After I got sober and started looking for a way to change this miserable existence I lived, I started having to work really hard to find my way back to God. As Rumi says:
Has Known God.
Not the God of names.
Not the God of don'ts.
Not the God who ever does
But the God who only knows four words
And keeps repeating them , saying,
"Come Dance With Me."
And some days I worked very hard. And some days I worked very little. And some days I just sat in my shit and cried. And slowly but surely, I began to feel the hand of God reaching for my hand, and the thing I learned was that all I had to do was reach out a tiny little bit, and there God would be. And I began to read the poetry of people like Mary Oliver and Rumi and Gibran, and I learned a lot about God. I would sit by the ocean and watch the waves crashing and the birds that walk bravely into the surf, knowing they will find food there, no matter how high the waves. And they would scamper out and scamper back in as the tide washed up and I would laugh at the show. And I saw, one day, that I was that bird. That I was that ocean. That the love of God is the dance. And something washed over my soul. And I knew that it didn't matter if I understood the concept of God. It didn't matter what I believed. It didn't matter how I believed. The energy that runs from the rivers of Gods love to the tiny streams of the human soul runs no matter what. It is everywhere. It is vibrant.
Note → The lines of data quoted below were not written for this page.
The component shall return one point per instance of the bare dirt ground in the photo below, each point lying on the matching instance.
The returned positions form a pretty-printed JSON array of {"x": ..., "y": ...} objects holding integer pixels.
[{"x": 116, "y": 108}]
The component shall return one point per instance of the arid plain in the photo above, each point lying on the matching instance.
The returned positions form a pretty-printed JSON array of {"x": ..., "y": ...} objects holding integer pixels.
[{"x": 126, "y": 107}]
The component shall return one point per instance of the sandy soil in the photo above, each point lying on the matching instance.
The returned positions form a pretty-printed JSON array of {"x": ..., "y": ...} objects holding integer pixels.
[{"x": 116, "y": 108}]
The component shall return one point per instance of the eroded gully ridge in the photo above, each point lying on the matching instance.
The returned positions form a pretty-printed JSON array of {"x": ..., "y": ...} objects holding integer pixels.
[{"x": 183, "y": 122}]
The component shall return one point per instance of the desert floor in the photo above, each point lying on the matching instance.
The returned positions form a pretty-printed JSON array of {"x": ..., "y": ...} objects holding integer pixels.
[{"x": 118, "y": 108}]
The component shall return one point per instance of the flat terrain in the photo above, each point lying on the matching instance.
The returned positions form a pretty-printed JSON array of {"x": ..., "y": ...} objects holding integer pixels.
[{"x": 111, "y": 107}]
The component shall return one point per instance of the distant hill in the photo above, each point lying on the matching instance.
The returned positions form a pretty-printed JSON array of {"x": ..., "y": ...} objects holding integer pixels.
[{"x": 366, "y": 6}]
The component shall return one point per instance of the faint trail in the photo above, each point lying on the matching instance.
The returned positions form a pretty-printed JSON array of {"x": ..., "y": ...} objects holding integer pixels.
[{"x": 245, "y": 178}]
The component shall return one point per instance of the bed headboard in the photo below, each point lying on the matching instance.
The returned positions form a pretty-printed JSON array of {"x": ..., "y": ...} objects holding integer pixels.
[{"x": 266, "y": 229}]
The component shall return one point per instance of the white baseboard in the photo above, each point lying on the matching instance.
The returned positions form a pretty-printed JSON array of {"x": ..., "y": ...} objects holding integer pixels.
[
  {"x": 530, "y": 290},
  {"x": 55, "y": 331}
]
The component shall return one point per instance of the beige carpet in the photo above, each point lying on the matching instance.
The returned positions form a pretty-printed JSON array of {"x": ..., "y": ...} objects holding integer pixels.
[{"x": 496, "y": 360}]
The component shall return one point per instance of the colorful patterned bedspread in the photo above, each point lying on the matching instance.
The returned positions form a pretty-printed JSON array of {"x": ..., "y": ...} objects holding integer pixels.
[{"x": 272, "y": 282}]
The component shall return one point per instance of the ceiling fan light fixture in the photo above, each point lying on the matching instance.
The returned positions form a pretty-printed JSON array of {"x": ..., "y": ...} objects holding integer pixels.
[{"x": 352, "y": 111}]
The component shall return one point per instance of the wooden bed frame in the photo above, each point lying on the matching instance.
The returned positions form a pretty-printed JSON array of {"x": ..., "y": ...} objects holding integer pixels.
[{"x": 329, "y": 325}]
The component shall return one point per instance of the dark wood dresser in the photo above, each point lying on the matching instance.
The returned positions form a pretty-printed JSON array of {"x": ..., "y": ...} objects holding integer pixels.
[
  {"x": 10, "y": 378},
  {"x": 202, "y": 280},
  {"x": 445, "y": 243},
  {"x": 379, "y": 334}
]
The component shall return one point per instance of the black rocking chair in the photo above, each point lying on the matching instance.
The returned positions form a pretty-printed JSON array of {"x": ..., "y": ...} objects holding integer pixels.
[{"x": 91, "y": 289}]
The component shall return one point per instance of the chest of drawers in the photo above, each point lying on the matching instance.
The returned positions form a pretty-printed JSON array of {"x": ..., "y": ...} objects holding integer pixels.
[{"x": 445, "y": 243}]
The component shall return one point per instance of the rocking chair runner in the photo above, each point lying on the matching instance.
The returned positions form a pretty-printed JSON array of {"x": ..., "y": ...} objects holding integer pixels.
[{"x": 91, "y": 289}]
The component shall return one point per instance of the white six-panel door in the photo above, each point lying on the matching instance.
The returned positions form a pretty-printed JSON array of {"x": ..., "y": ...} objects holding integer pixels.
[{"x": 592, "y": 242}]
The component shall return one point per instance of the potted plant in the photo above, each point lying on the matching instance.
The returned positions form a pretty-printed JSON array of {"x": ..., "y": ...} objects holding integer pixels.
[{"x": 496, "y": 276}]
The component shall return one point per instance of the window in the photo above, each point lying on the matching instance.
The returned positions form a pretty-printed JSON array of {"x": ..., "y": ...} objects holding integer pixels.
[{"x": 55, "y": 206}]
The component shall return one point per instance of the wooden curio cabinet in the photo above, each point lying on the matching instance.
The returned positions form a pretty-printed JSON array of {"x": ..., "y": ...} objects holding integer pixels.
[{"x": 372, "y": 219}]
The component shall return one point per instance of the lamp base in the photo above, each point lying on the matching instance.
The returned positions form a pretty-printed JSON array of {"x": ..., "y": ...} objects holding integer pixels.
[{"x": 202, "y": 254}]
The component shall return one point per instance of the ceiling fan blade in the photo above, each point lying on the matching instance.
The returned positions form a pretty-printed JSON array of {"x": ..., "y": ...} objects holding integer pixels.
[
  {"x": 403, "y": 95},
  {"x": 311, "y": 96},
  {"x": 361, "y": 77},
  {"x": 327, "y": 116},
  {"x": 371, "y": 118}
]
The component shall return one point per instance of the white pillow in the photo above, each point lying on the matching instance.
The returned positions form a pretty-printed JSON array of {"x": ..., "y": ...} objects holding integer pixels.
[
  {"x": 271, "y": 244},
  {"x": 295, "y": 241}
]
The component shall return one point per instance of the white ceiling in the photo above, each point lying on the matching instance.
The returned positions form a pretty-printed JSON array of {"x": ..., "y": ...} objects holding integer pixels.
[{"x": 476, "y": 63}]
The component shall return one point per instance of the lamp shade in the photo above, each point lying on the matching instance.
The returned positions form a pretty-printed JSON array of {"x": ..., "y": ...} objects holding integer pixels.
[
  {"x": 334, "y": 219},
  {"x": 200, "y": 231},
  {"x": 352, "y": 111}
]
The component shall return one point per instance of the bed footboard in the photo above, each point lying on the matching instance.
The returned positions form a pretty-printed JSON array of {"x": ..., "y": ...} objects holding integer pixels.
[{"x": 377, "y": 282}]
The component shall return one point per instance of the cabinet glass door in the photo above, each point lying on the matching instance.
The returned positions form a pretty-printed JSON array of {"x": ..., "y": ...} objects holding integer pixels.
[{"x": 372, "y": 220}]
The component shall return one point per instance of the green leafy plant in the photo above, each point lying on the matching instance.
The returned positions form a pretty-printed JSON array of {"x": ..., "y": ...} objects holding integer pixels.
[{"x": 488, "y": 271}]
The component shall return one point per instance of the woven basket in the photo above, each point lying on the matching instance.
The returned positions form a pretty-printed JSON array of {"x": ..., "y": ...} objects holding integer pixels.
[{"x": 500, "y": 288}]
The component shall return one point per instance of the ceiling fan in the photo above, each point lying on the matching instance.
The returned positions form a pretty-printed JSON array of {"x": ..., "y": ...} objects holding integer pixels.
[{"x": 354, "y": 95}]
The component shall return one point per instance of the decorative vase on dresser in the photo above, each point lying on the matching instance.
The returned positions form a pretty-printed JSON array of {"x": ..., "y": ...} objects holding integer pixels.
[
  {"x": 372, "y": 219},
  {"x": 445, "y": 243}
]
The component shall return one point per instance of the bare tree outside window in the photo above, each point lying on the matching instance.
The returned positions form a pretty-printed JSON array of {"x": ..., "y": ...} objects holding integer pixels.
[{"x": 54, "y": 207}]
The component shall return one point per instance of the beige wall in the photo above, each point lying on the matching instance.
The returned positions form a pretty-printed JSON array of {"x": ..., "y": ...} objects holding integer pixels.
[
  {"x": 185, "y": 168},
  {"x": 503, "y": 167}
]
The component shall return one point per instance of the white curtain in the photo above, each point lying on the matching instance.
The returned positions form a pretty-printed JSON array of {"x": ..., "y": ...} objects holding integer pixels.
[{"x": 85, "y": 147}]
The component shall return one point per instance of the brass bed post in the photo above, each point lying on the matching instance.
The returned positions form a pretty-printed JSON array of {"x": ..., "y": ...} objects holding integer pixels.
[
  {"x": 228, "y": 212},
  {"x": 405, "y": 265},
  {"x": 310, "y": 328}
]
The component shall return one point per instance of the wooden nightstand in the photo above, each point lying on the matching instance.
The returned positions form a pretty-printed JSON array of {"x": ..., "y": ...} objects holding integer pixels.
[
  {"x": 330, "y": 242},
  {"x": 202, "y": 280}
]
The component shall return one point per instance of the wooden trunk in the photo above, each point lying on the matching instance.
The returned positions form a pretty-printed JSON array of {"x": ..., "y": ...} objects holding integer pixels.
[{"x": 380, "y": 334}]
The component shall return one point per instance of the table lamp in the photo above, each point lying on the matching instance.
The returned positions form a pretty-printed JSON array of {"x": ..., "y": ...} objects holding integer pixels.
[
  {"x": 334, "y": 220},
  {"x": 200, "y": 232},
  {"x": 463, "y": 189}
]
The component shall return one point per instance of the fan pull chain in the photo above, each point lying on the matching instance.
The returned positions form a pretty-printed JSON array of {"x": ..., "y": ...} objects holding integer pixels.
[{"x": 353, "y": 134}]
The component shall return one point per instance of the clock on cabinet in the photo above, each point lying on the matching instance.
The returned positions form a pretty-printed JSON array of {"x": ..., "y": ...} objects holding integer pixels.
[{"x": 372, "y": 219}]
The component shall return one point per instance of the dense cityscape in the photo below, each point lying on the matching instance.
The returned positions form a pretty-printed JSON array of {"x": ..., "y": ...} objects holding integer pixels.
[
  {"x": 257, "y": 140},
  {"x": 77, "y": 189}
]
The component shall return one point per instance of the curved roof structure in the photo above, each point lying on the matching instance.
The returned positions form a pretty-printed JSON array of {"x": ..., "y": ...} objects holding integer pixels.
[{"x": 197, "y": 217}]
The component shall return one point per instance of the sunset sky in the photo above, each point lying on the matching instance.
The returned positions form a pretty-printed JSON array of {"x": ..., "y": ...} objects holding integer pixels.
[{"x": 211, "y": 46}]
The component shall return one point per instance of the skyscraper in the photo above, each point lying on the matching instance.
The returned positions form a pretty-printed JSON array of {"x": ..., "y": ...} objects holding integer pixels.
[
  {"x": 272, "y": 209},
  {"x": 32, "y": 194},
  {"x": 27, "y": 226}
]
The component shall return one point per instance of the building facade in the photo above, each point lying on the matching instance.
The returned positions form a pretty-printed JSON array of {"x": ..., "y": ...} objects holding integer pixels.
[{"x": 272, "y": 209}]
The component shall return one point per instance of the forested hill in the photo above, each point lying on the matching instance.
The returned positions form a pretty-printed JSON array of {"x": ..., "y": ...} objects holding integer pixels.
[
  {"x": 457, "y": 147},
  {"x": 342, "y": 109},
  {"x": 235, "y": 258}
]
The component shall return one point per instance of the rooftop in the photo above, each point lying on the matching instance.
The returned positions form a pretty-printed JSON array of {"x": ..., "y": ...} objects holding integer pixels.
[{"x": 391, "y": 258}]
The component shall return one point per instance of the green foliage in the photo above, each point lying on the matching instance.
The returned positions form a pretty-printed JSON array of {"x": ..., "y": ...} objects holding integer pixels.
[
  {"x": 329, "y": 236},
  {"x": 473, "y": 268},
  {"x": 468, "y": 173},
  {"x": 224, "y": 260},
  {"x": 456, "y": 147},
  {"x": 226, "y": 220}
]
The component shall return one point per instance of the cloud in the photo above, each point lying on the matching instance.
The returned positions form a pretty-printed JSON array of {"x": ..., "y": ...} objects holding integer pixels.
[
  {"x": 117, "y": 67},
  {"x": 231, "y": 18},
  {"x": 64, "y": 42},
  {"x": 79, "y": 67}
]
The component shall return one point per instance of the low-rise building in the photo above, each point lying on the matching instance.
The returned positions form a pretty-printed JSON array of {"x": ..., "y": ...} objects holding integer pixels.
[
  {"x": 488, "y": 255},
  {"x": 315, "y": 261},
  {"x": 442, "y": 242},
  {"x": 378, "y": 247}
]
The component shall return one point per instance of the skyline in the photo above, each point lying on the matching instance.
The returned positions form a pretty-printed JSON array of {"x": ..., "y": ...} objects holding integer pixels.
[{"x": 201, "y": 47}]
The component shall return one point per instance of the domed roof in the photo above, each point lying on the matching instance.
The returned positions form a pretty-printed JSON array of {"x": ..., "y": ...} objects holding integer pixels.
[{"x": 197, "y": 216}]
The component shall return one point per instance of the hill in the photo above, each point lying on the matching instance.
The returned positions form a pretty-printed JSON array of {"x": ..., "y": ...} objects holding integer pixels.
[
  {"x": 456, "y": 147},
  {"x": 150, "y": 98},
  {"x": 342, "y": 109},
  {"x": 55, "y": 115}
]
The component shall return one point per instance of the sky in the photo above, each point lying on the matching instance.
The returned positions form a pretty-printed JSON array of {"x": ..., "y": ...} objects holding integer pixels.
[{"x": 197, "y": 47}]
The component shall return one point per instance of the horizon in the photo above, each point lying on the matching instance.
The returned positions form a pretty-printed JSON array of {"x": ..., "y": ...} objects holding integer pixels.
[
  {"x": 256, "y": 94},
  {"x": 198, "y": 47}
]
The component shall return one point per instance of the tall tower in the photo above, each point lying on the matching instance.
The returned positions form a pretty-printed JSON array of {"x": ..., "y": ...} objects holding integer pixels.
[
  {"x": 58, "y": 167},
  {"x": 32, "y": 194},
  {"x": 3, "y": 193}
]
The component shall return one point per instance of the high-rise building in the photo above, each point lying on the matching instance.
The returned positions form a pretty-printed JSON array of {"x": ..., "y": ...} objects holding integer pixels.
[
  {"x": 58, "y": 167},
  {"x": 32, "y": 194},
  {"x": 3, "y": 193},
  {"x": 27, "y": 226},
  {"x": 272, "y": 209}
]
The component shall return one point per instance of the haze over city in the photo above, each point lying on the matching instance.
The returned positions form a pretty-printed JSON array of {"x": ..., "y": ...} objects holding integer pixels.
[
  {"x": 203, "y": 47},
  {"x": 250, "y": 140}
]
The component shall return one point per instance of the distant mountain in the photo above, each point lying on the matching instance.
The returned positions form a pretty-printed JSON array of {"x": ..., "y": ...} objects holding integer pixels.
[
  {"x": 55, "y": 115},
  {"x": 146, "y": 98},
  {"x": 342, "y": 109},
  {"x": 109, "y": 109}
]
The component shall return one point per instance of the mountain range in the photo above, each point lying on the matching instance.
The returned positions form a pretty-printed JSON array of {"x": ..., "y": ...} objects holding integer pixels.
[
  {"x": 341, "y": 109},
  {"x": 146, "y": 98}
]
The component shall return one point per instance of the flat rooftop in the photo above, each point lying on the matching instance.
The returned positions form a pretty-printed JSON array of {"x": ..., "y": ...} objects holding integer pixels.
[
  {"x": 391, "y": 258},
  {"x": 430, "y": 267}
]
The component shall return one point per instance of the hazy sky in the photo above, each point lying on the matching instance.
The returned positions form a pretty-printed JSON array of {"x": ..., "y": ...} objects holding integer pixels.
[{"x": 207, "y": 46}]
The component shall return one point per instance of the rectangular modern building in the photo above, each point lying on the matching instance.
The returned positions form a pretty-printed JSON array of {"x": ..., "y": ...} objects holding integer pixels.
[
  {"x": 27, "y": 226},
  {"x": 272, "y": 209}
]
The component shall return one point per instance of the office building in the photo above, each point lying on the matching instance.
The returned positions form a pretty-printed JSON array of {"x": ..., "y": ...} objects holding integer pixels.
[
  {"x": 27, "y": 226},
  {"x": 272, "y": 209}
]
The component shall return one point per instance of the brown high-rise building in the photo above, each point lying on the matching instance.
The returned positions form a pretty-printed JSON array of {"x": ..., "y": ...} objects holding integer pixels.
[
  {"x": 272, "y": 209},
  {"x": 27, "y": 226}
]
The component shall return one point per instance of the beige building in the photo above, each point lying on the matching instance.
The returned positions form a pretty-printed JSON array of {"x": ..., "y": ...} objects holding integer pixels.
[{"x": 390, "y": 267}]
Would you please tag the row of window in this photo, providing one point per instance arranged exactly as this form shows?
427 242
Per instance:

It is there no matter what I think or see or feel. And I can relax and live in the details, where God lives.
And that I must see the other people on my planet through the filter of God's love as well. And then I can stop expecting them to be anything other than what they are. Because they ARE perfect. Perfectly IMperfect. Deliberate flaws, like the ones woven into the Persian rugs, meant to remind the talented weaver that he is not God. And then I can breathe a sigh of relief, and trust that all is exactly the way it is supposed to be. That I can be a child of God and be the best me I can possibly be, and it will be enough. It will be enough.
I had some experiences this week that have nudged me into some reflection, as you can see. None of them were earthshattering (well, except to me), but the planets have lined up and it must be time for one of those shakeups that we all love so much. A lot of it has centered around my ego, in one way or another. And my heart. And it has caused me some pain, and some tears, and mostly (eventually) some joy. Because I know it is that hand of God reaching out for me one more time.
Reaching for me, saying, Come. Dance.